Jouets rares et hors de prix à Gaza privent les enfants de l’Aïd
À Gaza, la rareté et la flambée des prix privent les enfants de jouets pour l’Aïd
À Gaza, la pénurie de jouets et une hausse des prix jusqu’à 300 % empêchent de nombreuses familles d’acheter des cadeaux pour l’Aïd, accentuant la fragilité sociale et économique.
Marché d’Al‑Rimal confronté à une pénurie visible
Sur le marché central d’Al‑Rimal, à Gaza, un stand de jouets attire les regards mais pas les portefeuilles. Rania al‑Saudi, déplacée de Shujayea vers l’ouest de la ville, est venue chercher deux poupées pour l’Aïd pour ses filles Razan et Lulwa. Face à des étiquettes devenues inabordables, elle a renoncé. Les expressions des enfants traduisent une incompréhension accrue : ce qui était auparavant peu coûteux est devenu un luxe inaccessible.
Hausse des prix confirmée par des exemples concrets
Les commerçants et clients observent des augmentations massives. Une poupée qui valait environ 15 shekels avant le conflit se négocie désormais autour de 60 shekels. Une petite voiture est passée d’environ 40 shekels à 150, et une simple balle est passée de 3 à 30 shekels. Certains vendeurs estiment que les prix sont en moyenne trois fois supérieurs à ceux d’avant-guerre. Ces hausses transforment des achats traditionnels de fête en dépenses impossibles pour de nombreuses familles.
Commerçants pris entre coûts d’approvisionnement et risques
Les commerçants expliquent que ils ne peuvent pas absorber ces surcoûts.

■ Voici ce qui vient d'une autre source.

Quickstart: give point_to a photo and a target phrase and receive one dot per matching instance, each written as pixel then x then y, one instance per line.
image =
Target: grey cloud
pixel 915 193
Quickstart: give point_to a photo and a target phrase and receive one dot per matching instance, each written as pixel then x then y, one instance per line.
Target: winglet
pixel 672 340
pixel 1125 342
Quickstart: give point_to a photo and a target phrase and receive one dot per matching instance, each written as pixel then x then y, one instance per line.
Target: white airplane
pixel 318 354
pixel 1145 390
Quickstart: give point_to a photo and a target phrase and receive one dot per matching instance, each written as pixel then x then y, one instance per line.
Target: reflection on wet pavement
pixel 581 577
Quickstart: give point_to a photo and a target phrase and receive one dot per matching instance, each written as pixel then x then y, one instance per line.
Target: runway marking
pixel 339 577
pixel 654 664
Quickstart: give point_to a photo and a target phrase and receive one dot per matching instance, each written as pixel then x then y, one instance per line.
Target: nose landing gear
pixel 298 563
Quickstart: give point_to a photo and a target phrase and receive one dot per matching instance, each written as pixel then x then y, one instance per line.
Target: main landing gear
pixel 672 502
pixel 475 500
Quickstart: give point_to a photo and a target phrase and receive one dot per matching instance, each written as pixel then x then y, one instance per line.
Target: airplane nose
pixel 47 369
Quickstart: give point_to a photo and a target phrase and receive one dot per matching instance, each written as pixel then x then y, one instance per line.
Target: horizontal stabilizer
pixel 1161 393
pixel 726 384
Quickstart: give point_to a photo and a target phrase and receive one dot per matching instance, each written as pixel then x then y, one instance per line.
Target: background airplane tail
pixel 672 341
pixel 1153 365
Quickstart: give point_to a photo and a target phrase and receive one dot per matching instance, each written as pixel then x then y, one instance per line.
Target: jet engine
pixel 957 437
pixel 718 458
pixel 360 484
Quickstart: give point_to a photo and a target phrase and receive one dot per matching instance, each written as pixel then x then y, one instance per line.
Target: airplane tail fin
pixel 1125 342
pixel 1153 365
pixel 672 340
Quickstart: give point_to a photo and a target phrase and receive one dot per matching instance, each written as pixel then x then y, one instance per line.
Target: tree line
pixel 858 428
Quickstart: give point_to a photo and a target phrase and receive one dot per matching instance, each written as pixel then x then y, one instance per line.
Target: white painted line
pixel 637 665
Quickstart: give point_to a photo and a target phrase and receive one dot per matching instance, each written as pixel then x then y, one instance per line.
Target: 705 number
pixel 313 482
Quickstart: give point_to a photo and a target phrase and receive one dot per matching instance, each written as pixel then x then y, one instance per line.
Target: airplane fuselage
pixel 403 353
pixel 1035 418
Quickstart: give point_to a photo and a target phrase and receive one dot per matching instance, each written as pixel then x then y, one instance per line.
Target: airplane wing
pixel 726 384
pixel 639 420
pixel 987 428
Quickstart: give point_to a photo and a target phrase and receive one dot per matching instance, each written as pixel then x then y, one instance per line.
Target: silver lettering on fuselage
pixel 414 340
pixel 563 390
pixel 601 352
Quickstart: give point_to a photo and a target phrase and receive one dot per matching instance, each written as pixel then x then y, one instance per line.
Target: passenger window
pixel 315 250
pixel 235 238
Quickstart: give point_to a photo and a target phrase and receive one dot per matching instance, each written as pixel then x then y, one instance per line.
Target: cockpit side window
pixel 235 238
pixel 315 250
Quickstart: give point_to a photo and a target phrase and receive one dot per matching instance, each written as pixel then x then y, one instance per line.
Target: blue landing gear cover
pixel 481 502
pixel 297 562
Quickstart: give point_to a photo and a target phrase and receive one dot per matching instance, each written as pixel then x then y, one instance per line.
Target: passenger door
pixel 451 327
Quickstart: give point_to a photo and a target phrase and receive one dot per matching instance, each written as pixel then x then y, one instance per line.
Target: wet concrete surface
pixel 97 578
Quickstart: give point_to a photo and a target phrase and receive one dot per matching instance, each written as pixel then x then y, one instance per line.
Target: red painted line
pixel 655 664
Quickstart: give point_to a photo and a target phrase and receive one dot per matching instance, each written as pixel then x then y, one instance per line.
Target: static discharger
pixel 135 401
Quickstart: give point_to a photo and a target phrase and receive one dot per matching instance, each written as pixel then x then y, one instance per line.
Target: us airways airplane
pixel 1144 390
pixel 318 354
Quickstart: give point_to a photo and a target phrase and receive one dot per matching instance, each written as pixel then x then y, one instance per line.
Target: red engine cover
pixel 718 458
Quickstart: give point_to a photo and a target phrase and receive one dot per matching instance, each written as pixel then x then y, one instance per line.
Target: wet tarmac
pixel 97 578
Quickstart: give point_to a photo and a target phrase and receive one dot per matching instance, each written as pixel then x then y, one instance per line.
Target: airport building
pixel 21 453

Anwar al‑Huwaity, présent dans le commerce depuis deux décennies, décrit la recherche de stocks comme un parcours d’obstacles : des lots résiduels, des intermédiaires et des routes non officielles deviennent la norme. Le transport devient cher et risqué ; certains intermédiaires exigent des sommes très élevées, jusqu’à 12 000 shekels pour une petite cargaison, et la confiscation ou la destruction d’une livraison laisse la perte à la charge du vendeur. Ces facteurs obligent les marchands à répercuter les coûts sur les consommateurs.
Entraves aux passages et effets sur l’offre
Depuis le déclenchement des hostilités en octobre 2023, le commerce a été fortement perturbé, notamment par la fermeture des points de passage commerciaux. Les restrictions administratives et sécuritaires, ainsi que la priorité donnée aux biens humanitaires, ont réduit l’entrée de marchandises non essentielles. En conséquence, les jouets et matériels de loisirs sont devenus quasi inexistants dans les circuits officiels et n’entrent souvent que via des voies informelles et limitées, ce qui accentue leur rareté et fait grimper les prix.
Impact social sur les familles et traditions de l’Aïd
Au-delà de la dimension économique, la pénurie touche des rituels sociaux importants. Beaucoup de familles ne peuvent plus acheter de vêtements neufs pour l’Aïd, tradition fortement ancrée, ni offrir de jouets qui symbolisent la joie des enfants lors des fêtes. Des parents racontent la détresse de voir leurs enfants pleurer face à l’absence de cadeaux. Les jouets détruits, perdus ou abandonnés pendant les déplacements ont poussé les enfants à inventer des jeux de rue simples — marelle, cache‑cache, dessins dans le sable — mais ces substitutions ne compensent pas la perte d’un cadeau attendu.
Revenus des commerçants et perspectives du marché local
Autrefois, la période des fêtes représentait pour les vendeurs une part significative de leurs revenus : des recettes saisonnières qui pouvaient atteindre plusieurs milliers de dollars pour certains stands. Aujourd’hui, les ventes sont morcelées et largement orientées vers des transactions en gros entre commerçants, plutôt que vers des achats familiaux. Certains marchands expliquent vendre parfois à perte pour écouler des stocks, tandis que d’autres espèrent un retour à la normale si les conditions d’entrée des marchandises s’assouplissent. Pour l’instant, la conjoncture économique locale reste fragilisée par l’insécurité, le coût du transport et l’inflation des produits non essentiels.
Les témoignages de parents et de vendeurs au marché d’Al‑Rimal dessinent un tableau où la joie des fêtes se heurte à des contraintes structurelles : absence d’approvisionnement régulier, hausse des intermédiaires et pouvoir d’achat érodé. Tant que l’entrée des biens non essentiels restera restreinte et que les risques logistiques persisteront, de nombreuses familles continueront d’affronter des Aïd sans cadeaux, et des commerçants éprouveront la difficulté d’un commerce qui, autrefois, apportait des sourires aux enfants.